David Black wants to test whether the estimated beta in a market model is equal to one. He collected a sample of 60 monthly returns on a stock and estimated the regression of the stock’s returns against those of the market. The estimated beta was 1.1, and the standard error of the coefficient is equal to 0.4. What should Black conclude regarding the beta if he uses a 5% level of significance?
A- equal to one is rejected
B- not equal to one cannot be rejected
C - equal to one cannot be rejected.
The answer is C.
My question is why is the null hypothesis that the beta is equal to one? I always thought that the hypothesis that basically says what you’re trying to prove isn’t true is the null? So wouldn’t that make the null hypothesis, “the estimated beta is not equal to one”?
I’m not sure if the null always has to include the = sign. A null hypothesis is by default when you say that there’s no relationship between the two variables. I think that the null could also be that beta is not equal to 1. I was also confused by that question too pmond. I thought it was the H alternative.
The null always has to have an equals sign (and either > or < if it is a one-tailed test). You could never have a null that was H0: beta !=1 or H0: beta > 1.
In this case, they null hypothesis is:
H0: beta = 1
Ha: beta != 1
The question you are attempting to answer is that if the average beta value based on 60 measurements of return is 1.1 and you know that the standard error for beta is 0.4, do you reject that the beta you measured is statistically significantly different from 1? In other words, your sample has measured an average beta of 1.1, but is that really different from 1 or is the observed difference versus the hypothesized value due to chance?
It would be a mistake to say you’re trying to “prove” anything. In fact, you can never “accept” the null hypothesis as being true (hence, we “fail to reject” it). You can reject the null, however (with a certain level of confidence).
In this case, failing to reject the null that the population beta is equal to 1 is not saying that it IS equal to 1. It is simply saying that we do not have enough evidence to demonstrate statistically that 1.1 in the sample is different from 1.
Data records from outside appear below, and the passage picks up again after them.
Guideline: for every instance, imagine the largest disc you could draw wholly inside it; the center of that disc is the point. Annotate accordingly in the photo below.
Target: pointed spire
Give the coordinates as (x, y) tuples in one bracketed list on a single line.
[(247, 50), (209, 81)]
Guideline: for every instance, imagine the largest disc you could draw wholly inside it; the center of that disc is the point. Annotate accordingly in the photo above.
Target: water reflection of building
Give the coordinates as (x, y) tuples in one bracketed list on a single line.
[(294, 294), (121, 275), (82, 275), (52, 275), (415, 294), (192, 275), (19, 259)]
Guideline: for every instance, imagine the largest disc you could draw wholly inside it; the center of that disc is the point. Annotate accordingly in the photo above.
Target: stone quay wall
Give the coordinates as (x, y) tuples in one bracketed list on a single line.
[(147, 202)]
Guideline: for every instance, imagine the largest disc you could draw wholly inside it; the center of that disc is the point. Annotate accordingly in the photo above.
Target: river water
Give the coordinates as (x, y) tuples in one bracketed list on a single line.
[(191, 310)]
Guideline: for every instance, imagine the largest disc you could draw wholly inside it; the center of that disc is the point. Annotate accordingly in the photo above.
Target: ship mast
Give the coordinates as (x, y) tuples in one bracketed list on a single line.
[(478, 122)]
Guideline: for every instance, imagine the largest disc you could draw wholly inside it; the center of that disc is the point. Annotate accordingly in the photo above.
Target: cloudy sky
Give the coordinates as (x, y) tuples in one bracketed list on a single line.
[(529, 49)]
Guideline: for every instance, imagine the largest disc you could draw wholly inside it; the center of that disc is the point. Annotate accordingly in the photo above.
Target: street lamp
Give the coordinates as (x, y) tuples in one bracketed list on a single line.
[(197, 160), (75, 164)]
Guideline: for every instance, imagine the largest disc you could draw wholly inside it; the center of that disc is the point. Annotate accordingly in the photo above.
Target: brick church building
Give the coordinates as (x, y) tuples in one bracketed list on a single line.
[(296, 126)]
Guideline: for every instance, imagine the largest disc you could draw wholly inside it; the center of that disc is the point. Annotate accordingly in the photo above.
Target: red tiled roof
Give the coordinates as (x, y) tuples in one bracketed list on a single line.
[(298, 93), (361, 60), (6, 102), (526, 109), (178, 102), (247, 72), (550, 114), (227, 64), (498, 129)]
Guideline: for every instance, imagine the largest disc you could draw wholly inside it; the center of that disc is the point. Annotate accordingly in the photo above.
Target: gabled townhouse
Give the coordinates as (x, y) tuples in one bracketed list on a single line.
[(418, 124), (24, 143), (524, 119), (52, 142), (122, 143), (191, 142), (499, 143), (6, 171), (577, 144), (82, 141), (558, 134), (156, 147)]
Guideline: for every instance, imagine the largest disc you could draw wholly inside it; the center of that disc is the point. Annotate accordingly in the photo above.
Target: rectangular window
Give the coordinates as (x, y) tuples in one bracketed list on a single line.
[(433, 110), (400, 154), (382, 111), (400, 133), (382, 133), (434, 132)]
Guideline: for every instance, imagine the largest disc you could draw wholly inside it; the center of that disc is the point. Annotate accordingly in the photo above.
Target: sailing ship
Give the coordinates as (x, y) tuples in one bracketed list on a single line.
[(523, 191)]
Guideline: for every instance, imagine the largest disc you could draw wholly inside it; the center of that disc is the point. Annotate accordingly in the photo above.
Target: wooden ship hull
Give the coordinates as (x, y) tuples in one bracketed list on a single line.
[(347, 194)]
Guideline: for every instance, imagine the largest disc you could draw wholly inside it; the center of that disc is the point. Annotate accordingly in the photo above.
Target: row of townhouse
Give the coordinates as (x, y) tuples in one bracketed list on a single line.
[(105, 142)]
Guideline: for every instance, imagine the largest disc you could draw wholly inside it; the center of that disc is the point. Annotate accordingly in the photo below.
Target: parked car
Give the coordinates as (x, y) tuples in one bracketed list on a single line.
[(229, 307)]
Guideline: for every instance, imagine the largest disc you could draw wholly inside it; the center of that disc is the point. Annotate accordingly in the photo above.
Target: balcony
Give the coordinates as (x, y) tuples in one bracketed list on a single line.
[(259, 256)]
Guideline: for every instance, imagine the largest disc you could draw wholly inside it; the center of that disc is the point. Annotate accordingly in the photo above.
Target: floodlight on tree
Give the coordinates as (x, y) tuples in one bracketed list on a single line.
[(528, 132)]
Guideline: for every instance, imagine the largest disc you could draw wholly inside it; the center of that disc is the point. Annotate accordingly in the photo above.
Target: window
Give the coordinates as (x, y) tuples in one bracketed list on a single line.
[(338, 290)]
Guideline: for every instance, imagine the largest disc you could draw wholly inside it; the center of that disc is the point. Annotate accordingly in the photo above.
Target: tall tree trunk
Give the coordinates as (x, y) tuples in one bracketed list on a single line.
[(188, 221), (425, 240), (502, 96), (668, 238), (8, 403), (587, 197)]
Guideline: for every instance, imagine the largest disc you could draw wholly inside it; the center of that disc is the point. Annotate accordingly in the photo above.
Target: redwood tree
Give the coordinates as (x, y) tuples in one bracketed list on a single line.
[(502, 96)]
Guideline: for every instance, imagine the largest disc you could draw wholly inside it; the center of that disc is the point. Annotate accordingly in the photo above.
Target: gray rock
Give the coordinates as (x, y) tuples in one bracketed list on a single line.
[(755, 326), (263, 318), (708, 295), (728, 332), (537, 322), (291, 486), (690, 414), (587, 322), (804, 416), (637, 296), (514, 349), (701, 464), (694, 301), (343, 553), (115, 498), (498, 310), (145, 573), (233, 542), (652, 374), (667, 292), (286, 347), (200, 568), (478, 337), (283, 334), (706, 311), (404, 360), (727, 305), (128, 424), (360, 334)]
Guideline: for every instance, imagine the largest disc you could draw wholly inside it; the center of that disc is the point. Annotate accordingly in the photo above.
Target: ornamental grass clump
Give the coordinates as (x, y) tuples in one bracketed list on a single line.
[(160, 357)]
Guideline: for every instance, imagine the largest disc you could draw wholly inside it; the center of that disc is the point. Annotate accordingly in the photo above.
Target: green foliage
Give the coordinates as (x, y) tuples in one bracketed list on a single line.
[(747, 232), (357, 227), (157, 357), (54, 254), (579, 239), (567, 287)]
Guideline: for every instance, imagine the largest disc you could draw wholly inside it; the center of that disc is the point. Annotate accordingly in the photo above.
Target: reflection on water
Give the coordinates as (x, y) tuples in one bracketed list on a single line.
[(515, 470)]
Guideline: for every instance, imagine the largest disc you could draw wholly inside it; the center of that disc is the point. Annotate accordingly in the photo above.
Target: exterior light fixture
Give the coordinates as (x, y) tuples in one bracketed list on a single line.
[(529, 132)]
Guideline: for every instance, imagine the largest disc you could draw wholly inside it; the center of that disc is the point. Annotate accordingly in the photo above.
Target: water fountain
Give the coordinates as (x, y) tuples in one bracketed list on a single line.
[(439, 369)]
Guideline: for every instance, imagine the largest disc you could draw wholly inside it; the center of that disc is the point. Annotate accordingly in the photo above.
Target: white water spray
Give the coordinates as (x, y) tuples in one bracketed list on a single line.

As a practical matter, the null is really asking whether the sample portfolio returns track the market portfolio returns (beta=1 means a one unit change in one associates with a 1 unit change in the other). In this case, the math shows that we cannot reject that hypothesis.
Remember that this is a one sample t-test to test a variable against a hypothesized mean NOT a two-sample means comparison test; you are not (directly) testing whether there’s a relationship betwen two variables. You are testing whether the beta you observed in your sample is equal to 1 or is different from 1.